И то верно! Мадемуазель переела сладкого, и теперь ее потянуло на иную пищу. Появились пирожки. Проглотив три штуки, Дина пробормотала:

– А вы отче­го не едите?

– Аппетита нет.

– Но тут целых пять осталось.

– Ерунда.

– Можно, я их домой заберу?

– Конечно, дорогая. Кстати, хотите еще и пирожных прихватить? Они тут все­гда свежие и вкусные.

– Ну, – замялась Дина, – если только эклеры…

Я быстренько подозвала официантку, и на столике появилось несколько белых коробочек, аккуратно перевязанных бечевкой. Внезапно Дина расплакалась.

– Что случилось? – испугалась я.

– Это Надька вам велела надо мной поиздеваться!

– Господи, да что я сделала?

– Пирожные эти, – ткнула некрасивым пальцем Дина в сторону коробочек. – Сказала небось, пусть почувствует себя униженной.

– Какой вздор! – вскипела я. – Просто мне показалось, что вам понравилась выпечка, вот я и решила купить эклеры. Себе тоже закажу.

– Вы не представляете, – всхлипывала девушка, – как отвратительно быть нищей, считать копейки, одеваться в секонд-хэнде и постоянно экономить на всем.

– Отче­го же! Очень хорошо это знаю. Долгие годы я существовала на крохотную зарплату!

– Нет, не понимаете, – размазывала по лицу сопли Дина, – меня никто не уважает! Вот Надька деньги дала, да не сама привезла, а вас отправила.

– Надя…

– Ой, не верю я в ее болезни! – взвизгнула «подруга». – Просто ей богатство в голову ударило! От денег у многих башку сносит. Знаете, откуда у нее все?

– Нет.

– Так сейчас расскажу, – оживилась она.

Я вздохнула. Все-таки люди крайне неблагодарные животные. Очень многие норовят сделать гадость тому, кто подал им руку помощи, а все зависть!

Од­нажды моя бабушка Афанасия со вздохом сказала:

– Дашенька, не зови к нам Катю Ковалеву.

Я очень удивилась. Афанасия все­гда приветливо встречала моих подруг, кормила обедом и доставала из буфета остродефицитные то­гда шоколадные конфеты.
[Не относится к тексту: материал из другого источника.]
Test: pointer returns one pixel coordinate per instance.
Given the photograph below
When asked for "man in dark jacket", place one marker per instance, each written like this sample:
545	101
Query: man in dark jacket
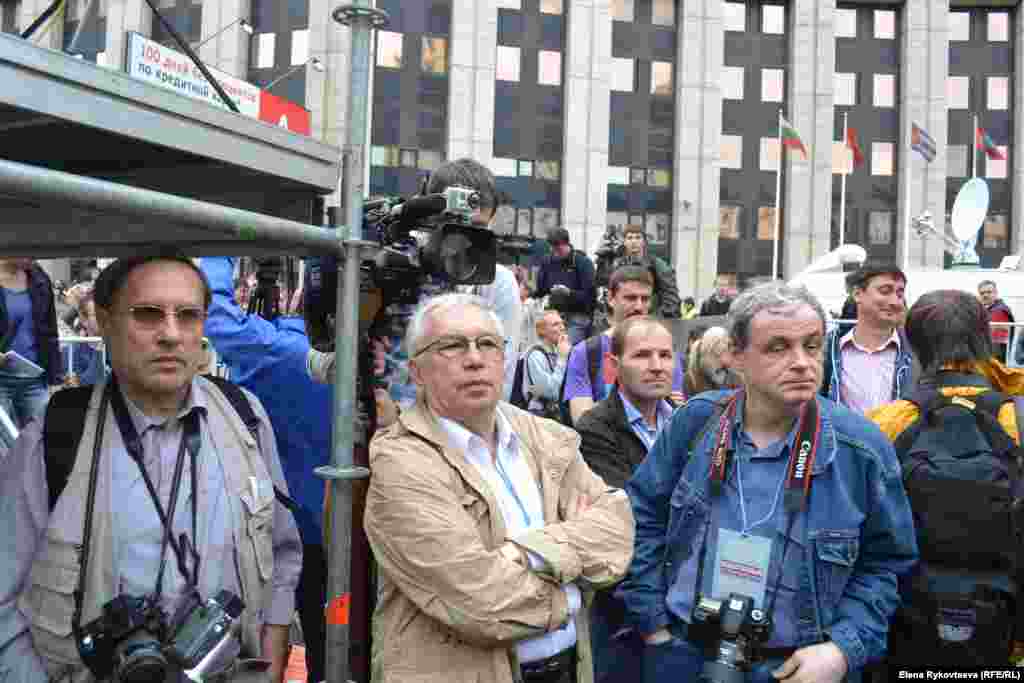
719	302
567	275
666	301
616	434
28	327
– Тебе не нравится, что у нее папа алкоголик? – с детским простодушием поинтересовалась я.

– Нет, – покачала головой бабушка, – Катерина плохая подруга.
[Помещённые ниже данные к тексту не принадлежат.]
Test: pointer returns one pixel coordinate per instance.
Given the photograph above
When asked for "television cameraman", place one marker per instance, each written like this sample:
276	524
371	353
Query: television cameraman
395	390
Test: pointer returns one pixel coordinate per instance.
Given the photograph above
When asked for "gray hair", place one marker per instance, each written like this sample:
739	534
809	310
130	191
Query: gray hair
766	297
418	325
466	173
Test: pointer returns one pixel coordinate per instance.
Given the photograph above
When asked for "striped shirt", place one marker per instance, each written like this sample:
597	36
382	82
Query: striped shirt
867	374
– Неправда, – с жаром воскликнула я, – Катька хорошая! Она так меня жалела, ко­гда десятиклассники портфель на шкаф запихнули.

Афанасия вздохнула:

– Маленькая ты еще, глупая. Не тот друг, что в несчастье пожалеет, а тот, что твоей радости порадуется.

– Не понимаю.

– Ко­гда ты на катке руку сломала, как поступила Катя?